A fuzzy framework for efficient user-centric Web service selection
Graphical abstract
Introduction
Nowadays, vast repositories that contain huge amounts of WS1 on all matters of interest, are available. WS play an increasingly important role in enhancing the user interaction in the Web and enterprise search. Also, the large corporations are now founding their business on an abundant use of WS, the number of publicly available services is then envisioned to be increased in the future in a fast rate [1]. Moreover, the service requestors are often faced with a large mass of competing WS that offer “similar” functionalities but they are associated with “different” constraints, and they are needed to select the best ones with required functionalities and the highest desired quality. Finding optimal Web services – among a collection of services – is known as the Web service query optimization problem in the community of service computing. A great attention has been paid to this problem in the last decade, see for instance [2], [3], [4].
On the other hand, the user preferences play a major role in the customization of the selection process. Service requestors usually have varying preferences for the features depending on their context and their profile they find themselves in, and of course different requestors will also have different preferences. In practice, it is difficult to predict how many services’ properties are available, and additionally the type of preferences that the user must define it. The more the user is able for expressing his/her needs (preferences), the better the expected outcomes quality is.

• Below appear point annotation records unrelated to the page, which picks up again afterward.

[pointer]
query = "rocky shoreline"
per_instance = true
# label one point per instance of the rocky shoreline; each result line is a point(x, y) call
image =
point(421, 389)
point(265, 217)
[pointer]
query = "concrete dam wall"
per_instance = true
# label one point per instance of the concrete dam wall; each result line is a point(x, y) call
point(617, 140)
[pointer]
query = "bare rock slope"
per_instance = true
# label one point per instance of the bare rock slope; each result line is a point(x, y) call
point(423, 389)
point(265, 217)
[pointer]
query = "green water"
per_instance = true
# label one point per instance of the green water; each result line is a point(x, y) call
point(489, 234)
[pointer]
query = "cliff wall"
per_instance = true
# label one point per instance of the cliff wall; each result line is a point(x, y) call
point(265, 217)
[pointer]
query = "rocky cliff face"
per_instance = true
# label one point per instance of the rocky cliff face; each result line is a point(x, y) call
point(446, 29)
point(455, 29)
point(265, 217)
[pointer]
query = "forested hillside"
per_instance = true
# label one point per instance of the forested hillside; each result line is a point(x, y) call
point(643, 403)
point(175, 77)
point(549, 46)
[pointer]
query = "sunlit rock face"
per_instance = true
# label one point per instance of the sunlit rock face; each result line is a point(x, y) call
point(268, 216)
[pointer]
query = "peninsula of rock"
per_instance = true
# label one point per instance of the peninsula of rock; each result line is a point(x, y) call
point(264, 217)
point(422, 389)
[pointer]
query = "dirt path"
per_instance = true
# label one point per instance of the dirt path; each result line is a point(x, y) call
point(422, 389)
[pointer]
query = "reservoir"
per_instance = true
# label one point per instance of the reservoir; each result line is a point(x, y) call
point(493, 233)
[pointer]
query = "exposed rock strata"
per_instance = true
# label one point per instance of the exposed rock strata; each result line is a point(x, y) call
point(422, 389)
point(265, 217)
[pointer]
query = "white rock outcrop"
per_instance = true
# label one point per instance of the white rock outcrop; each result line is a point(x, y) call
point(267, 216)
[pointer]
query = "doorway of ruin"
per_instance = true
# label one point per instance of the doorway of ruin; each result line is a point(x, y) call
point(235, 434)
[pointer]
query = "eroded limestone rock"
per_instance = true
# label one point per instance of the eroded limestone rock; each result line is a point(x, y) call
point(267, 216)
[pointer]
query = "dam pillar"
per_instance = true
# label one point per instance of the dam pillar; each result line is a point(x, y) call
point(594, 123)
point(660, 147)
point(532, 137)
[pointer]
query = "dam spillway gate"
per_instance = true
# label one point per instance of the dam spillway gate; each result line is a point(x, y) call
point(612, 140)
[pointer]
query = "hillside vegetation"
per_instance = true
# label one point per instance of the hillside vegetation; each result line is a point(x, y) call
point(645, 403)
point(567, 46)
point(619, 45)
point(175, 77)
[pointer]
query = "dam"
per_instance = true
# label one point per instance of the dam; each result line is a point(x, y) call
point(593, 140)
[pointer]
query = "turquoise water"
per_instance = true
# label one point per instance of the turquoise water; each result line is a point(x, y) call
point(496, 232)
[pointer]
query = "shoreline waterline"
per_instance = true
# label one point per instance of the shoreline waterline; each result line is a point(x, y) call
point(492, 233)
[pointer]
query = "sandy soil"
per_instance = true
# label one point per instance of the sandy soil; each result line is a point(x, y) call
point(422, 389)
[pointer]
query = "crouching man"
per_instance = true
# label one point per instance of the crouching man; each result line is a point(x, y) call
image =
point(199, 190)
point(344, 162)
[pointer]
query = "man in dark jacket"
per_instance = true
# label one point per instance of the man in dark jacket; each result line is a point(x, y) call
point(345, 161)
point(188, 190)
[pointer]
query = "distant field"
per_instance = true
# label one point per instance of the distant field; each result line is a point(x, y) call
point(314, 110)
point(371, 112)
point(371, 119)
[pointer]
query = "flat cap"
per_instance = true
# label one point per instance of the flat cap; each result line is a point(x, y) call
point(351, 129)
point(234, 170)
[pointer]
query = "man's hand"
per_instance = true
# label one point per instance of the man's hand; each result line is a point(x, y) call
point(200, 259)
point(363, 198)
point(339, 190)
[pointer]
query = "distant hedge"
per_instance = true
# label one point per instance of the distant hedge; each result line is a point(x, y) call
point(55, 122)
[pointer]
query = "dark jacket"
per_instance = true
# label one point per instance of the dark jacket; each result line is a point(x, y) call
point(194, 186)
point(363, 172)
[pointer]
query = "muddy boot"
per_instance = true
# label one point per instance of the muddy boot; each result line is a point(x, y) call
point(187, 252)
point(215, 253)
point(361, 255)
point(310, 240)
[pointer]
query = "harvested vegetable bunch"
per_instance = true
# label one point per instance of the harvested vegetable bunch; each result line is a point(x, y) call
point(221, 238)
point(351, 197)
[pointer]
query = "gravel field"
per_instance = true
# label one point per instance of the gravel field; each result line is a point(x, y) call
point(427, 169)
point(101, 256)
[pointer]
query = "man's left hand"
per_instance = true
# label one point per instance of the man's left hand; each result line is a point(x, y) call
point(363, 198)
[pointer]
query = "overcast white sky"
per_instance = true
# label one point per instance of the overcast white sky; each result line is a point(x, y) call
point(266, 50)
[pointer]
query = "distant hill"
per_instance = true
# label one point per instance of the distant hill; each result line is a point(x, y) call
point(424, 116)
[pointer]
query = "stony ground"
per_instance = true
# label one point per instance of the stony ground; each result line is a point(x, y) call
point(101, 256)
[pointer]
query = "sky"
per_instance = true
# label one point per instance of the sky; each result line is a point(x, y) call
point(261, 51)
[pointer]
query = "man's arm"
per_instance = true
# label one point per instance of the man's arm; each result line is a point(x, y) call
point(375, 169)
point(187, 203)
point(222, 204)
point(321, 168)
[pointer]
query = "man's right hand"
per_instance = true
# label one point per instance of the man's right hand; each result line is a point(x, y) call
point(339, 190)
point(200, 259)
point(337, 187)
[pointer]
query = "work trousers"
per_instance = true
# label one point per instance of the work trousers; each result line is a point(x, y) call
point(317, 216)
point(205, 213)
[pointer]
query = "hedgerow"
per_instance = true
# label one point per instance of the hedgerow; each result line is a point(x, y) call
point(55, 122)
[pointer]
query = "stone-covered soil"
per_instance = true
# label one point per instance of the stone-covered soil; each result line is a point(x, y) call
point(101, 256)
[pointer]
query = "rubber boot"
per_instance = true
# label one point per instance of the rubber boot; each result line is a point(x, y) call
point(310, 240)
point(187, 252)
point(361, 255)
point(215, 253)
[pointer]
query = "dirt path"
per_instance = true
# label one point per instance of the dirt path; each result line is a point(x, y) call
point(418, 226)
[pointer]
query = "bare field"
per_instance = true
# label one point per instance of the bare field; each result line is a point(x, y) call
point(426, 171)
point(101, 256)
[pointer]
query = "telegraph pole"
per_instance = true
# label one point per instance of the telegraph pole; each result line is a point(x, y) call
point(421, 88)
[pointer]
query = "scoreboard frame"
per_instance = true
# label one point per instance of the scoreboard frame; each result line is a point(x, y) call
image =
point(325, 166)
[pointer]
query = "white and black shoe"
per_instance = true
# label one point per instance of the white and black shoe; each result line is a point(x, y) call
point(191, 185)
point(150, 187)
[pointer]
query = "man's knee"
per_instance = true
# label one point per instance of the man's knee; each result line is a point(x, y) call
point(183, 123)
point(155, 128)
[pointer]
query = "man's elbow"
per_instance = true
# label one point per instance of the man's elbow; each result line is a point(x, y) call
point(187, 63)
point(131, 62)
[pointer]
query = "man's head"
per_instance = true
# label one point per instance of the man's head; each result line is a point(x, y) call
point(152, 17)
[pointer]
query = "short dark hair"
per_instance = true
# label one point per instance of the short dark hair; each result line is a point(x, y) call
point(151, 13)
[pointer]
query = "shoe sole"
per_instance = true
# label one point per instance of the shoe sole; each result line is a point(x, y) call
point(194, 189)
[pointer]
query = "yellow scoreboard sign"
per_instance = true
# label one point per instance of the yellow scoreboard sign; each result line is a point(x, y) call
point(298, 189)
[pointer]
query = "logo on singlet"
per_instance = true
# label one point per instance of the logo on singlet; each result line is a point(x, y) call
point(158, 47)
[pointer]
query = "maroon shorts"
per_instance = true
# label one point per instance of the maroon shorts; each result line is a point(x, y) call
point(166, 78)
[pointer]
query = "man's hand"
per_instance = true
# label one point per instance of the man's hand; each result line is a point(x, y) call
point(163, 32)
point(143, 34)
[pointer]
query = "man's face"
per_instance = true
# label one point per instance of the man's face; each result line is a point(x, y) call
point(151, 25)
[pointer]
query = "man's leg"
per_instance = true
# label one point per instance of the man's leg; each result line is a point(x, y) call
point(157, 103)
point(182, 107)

A good service selection mechanism should not only allow expressing the preferences that the user defines them for each query attribute, but also deducing additional preferences from his/her situation. Augmenting the user's query by such preferences allows for highly improving the result's quality. On the other hand, it is important to help the users to formulate their preferences in human-like language. A more general and crucial approach to model the preferences in this way is based on fuzzy sets theory [5], [6]. Fuzzy sets that are very appropriate for the interpretation of linguistic terms, constitute a convenient way for users to express their preferences. For example, when expressing preferences about the price of a hotel, often the users employ linguistic terms like “rather cheap”, “affordable” and “not too expensive”.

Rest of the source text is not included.